By the end of this course students will be:

  • Able to describe the importance of and contrast different descriptive statistics;
  • Familiar with the basic mechanisms of bootstrap and permutation techniques and how they can improve on classic parametric techniques;
  • Familiar with basic ANOVA theory and tests of comparisons among means;
  • Familiar with multivariate extensions to the ANOVA, and in particular ANCOVA and MANOVA, and how these analyses can be performed computationally using the R language;
  • Able to explain the basic multiple regression equation, the meaning and the statistical significance of regression coefficients, R2, F ratios;
  • Able to explain the advantages of hierarchical regression models and how to apply these techniques to practical research questions;
  • Able to explain the difference between multivariate and univariate methods in a non-technical manner, and the areas in which these methods are appropriate;
  • Able to use the programming language R to explore datasets, produce figures and apply  statistical tests.

Optional taught courses

You will select two options from a wide range of advanced courses covering topics in neuroscience and psychology including: advanced neuroanatomy, brain development, neuropsychology, brain diseases, neurotransmitters and drugs, neuronal circuits and memory, vision, attention, working memory, brain oscillations, aging, plasticity, fMRI.

The specific aims of this taught courses in neuroscience and psychology are

  • To give students the knowledge, intellectual skills and critical ability needed to evaluate research findings in neuroscience and psychology;
  • To provide students with a detailed knowledge of recent advances in fundamental neuroscience research relevant to brain sciences.

At the end of the courses students will be able to:

  • Summarise and evaluate critically research findings relevant to neuroscience and psychology;
  • Critically evaluate how fundamental research in neuroscience and psychology can inform studies of human brain function and brain disorders;
  • Identify areas where further research is necessary and be aware of the techniques that could be used to pursue the research;
  • Summarise and present research findings in oral form in seminars and workshops and communicate effectively with peers, supervisors and more senior colleagues;
  • Produce a critically evaluated, written synthesis of recent research findings in a specific topic of relevance to neuroscience and psychology;
  • Plan and manage time effectively.

Research projects

The course is designed to give you the experience of performing two cutting-edge research projects in brain science laboratories of international standing, including writing up the results appropriately for peer-reviewed publication, and giving an oral presentation of your results.  Students do two projects in different laboratories, one from January to April (4 months), one from May to August (4 months).

Research methods

This course complements research projects 1 and 2. This course is designed to give students the experience of planning cutting-edge research projects and giving oral presentations of their results.

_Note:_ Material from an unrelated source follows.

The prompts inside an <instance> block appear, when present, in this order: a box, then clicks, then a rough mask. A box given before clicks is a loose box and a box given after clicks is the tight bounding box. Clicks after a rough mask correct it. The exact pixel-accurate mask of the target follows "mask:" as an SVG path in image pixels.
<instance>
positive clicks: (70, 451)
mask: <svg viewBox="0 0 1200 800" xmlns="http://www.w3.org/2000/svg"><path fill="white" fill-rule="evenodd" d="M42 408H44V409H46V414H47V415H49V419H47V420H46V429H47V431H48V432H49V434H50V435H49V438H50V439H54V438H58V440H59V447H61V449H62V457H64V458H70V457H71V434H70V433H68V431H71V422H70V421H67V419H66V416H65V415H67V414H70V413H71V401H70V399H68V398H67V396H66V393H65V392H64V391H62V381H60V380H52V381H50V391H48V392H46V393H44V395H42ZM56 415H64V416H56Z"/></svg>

Students are supervised by academic staff in neuroscience and psychological laboratories of international standing.

Students should be capable of performing these stages of research projects in neuroscience and psychology with only limited supervision and using a critical understanding of relevant principles in brain sciences: planning, literature review and obtaining ethical permission.

In particular, students should be able to:

  • Produce a detailed proposal for a research project, specifying motivation for the project, proposed methodology, resource implications and timetable;
  • Competently defend their research work under oral examination.

Additional course elements include attendance at institute research seminars and journal clubs. We also provide a large range of additional training and workshops in various specialist areas. For instance, you will have the opportunity to learn the Matlab programming language, a powerful tool for data analyses.